И он сгибается пополам и плачет, резко и внезапно, всхлип перерастает в крик. Оператору явно не по себе. Он за время этих съемок разного насмотрелся, но тут Тами явно совсем жестит. Она сидит ровно, не сутулится, спина прямая, смотрит в сторону, но не потому, что ей трудно, или из деликатности. Ей нужно просто переждать этот момент.
В Грозном она так же не давала выключить камеру ни на минуту, отсняли в результате материала часов на сорок, все это она терпеливо отсматривала, резала, монтировала, но ничего не позволяла стирать – все пригодится. Рано или поздно.
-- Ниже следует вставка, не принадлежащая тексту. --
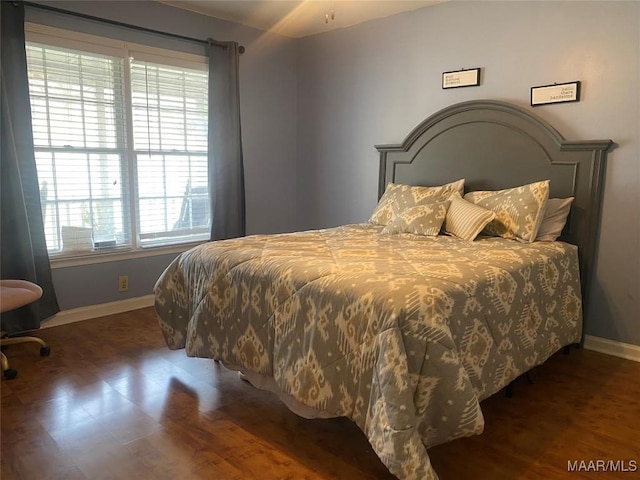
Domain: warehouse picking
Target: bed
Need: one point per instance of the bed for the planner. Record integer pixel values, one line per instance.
(404, 333)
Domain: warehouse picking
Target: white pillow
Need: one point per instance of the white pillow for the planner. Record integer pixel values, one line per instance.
(466, 220)
(398, 197)
(554, 220)
(518, 210)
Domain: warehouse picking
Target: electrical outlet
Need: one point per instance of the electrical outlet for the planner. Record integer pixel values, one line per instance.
(123, 283)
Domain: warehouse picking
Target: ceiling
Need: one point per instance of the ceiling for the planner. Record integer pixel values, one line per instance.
(299, 18)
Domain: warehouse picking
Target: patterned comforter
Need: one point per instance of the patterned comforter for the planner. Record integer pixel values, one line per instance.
(403, 334)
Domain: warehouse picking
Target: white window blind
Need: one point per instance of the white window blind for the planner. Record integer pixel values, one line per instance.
(170, 141)
(121, 164)
(77, 104)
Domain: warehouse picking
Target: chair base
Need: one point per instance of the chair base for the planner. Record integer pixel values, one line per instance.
(10, 373)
Бетонная пыль не ложится в кадр. В гробу я видала все эти художественные приемы, все эти взрывы кадра, вибрацию камеры, сложные траектории, поры лица, взятые крупным планом, внезапный отъезд, внезапный наезд, прибывающий поезд, уходящий поезд, гудок уходящего поезда, Терезиенштадт семьдесят лет спустя, Ачхой-Мартан десять лет спустя, мерцание как метод, чеширский кот и вся эта бесконечная хрень – I don’t give a fuck. Пусть он рыдает и блюет в камеру, я не выключу. Я больше никогда не выключу. У меня хорошие учителя были.
Камера идет.
13. Двойное лучепреломление
Тами. Нина. Я
Незаменимых нет, разъемы одинаковы.
Все было дописано и готово, даже последняя глава, но что-то меня терзало. Я старалась не вылезать сама, я всегда умела держать дистанцию – и тут вроде держала, за исключением одного интервью и пары личных лишних подробностей, и не хотела больше. Но не выходило иначе.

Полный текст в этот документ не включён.